Ninguém é seguramente um cristão. Um cristão tem sempre dúvidas muito importantes acerca da sua Fé.
JdB, neste escrito Vexa não foi feliz. O que perdoo, porque é natural, tal afirmação é humana. Não será verdadeira, mas é natural.
Depois, o escrever que não acredita na oração é grave. A oração nada mais é do que nós conversarmos com Deus [como Adão fazia no Éden]. Escolhemos a intimidade.
Deus que disse que não lhe interessavam os sacrifícios; antes as obras.
Deus que tem um plano [divino] para o Universo.

Se reler os 10 Mandamentos, verá que são para um 'povo' reles, que colocava o seu conforto acima de tudo. Que sempre desprezou os seus irmãos das outras tribos.
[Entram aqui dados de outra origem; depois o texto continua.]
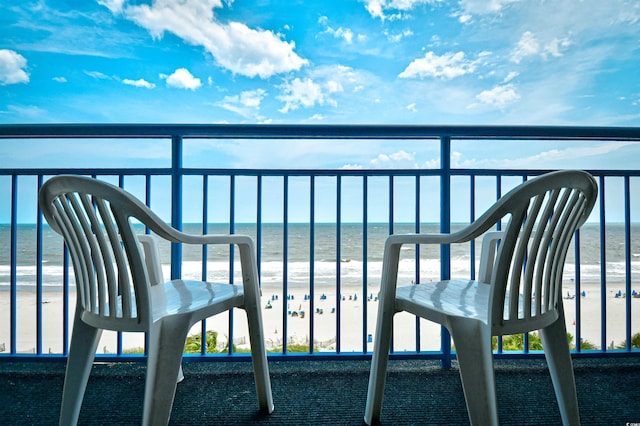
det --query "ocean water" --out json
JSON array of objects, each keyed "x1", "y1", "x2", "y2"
[{"x1": 0, "y1": 223, "x2": 640, "y2": 290}]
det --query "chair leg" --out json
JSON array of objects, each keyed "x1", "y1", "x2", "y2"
[
  {"x1": 364, "y1": 306, "x2": 395, "y2": 425},
  {"x1": 449, "y1": 318, "x2": 498, "y2": 426},
  {"x1": 142, "y1": 316, "x2": 191, "y2": 425},
  {"x1": 59, "y1": 316, "x2": 102, "y2": 425},
  {"x1": 245, "y1": 306, "x2": 274, "y2": 413},
  {"x1": 540, "y1": 316, "x2": 580, "y2": 426}
]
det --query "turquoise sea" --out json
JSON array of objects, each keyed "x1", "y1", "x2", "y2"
[{"x1": 0, "y1": 223, "x2": 640, "y2": 290}]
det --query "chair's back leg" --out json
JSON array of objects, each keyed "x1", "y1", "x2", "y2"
[{"x1": 245, "y1": 306, "x2": 274, "y2": 413}]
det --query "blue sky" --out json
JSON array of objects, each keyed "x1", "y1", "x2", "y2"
[{"x1": 0, "y1": 0, "x2": 640, "y2": 223}]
Repare o que se passou nos anos de 1930: os ricos foram para os EUA e o pobres, nos guetos, que se tramassem.

Mateus, um descendente de Levy, tribo encarregue de fazer as outras cumprir as regras religiosas, era desprezado por ser cobrador de impostos: num povo que venerava o dinheiro.
Levita sustentado, por lei, pelos outros judeus, trabalhando para os romanos? Mas que grande pecador.
Os fariseus, antes de se cruzarem com um publicano tinham, como regra, de se afastarem 9 passos, em semi-círculo, para não se contaminarem...

Tendo eu muitas costelas farisaicas, não o condeno porque sei que eu serei condenado.